Appease­ment in itself may be good or bad accord­ing to the cir­cum­stances. Appease­ment from weak­ness and fear is alike futile and fatal. Appease­ment from strength is mag­nan­i­mous and noble and might be the surest and per­haps the only path to world peace. —1950, 14 Decem­ber

The human race is going through tor­ment­ing con­vul­sions, and there is a pro­found long­ing for some breath­ing space, for some pause in the fren­zy. —1951, 8 Octo­ber, Broad­cast, Lon­don

I have since heard it said that cer­tain math­e­mat­i­cal quan­ti­ties when they pass through infin­i­ty, change their signs from plus to minus—or the oth­er way round.

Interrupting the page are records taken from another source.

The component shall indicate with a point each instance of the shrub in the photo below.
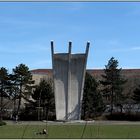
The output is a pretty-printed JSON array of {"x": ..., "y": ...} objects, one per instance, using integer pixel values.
[{"x": 2, "y": 123}]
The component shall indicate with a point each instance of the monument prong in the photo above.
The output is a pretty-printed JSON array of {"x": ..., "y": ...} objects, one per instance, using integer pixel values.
[
  {"x": 70, "y": 46},
  {"x": 87, "y": 47}
]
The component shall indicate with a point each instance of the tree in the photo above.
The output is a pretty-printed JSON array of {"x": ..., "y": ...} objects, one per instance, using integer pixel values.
[
  {"x": 113, "y": 84},
  {"x": 92, "y": 104},
  {"x": 44, "y": 95},
  {"x": 22, "y": 80},
  {"x": 3, "y": 83},
  {"x": 136, "y": 96}
]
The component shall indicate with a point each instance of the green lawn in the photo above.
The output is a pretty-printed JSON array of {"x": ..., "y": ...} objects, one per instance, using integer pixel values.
[{"x": 71, "y": 131}]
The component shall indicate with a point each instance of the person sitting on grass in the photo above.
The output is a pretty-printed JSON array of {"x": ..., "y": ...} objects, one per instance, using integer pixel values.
[{"x": 43, "y": 132}]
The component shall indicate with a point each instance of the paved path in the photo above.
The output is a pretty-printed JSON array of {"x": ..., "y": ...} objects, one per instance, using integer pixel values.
[{"x": 74, "y": 123}]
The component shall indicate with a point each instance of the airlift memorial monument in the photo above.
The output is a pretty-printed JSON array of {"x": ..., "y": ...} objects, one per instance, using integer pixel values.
[{"x": 69, "y": 75}]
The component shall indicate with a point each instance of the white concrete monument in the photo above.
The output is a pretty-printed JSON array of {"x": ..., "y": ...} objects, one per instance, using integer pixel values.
[{"x": 69, "y": 75}]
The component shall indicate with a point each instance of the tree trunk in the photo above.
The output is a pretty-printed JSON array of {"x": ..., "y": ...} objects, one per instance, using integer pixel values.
[
  {"x": 19, "y": 102},
  {"x": 1, "y": 104}
]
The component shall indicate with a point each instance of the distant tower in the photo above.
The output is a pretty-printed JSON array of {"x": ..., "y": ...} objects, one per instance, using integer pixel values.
[{"x": 69, "y": 75}]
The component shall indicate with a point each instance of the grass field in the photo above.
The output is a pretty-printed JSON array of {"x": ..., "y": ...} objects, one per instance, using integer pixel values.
[{"x": 71, "y": 131}]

It may be that his rule may have a nov­el appli­ca­tion, and that when the advance of destruc­tive weapons enables every­one to kill every­body else, nobody will want to kill any­one at all.   —1953, 3 Novem­ber, HC

When I meet Malenkov we can build for peace.…[Eisenhower] doesn’t think any good can come from talks with the Rus­sians. But it will pay him to come along with us. I shall do what I can to per­suade him.          —1953, 3 Decem­ber, Hamil­ton, Bermu­da

[Dulles says] noth­ing but evil can come out of meet­ing with Malenkov. Dulles is a ter­ri­ble hand­i­cap. Ten years ago I could have dealt with him. Even as it is I have not been defeat­ed by this bas­tard. I have been humil­i­at­ed by my own decay. —1953, 7 Decem­ber, Hamil­ton, Bermu­da

Then it may well be that we shall by a process of sub­lime irony have reached a stage in this sto­ry where safe­ty will be the stur­dy child of ter­ror, and sur­vival the twin broth­er of annihilation.…The [nuclear] deter­rent does not cov­er the case of lunatics or dic­ta­tors in the mood of Hitler when he found him­self in his final dug-out. That is a blank…. —1955, 1 March, HC.

A bomb in the hands of lunatics is, alas, the blank we may some­day face.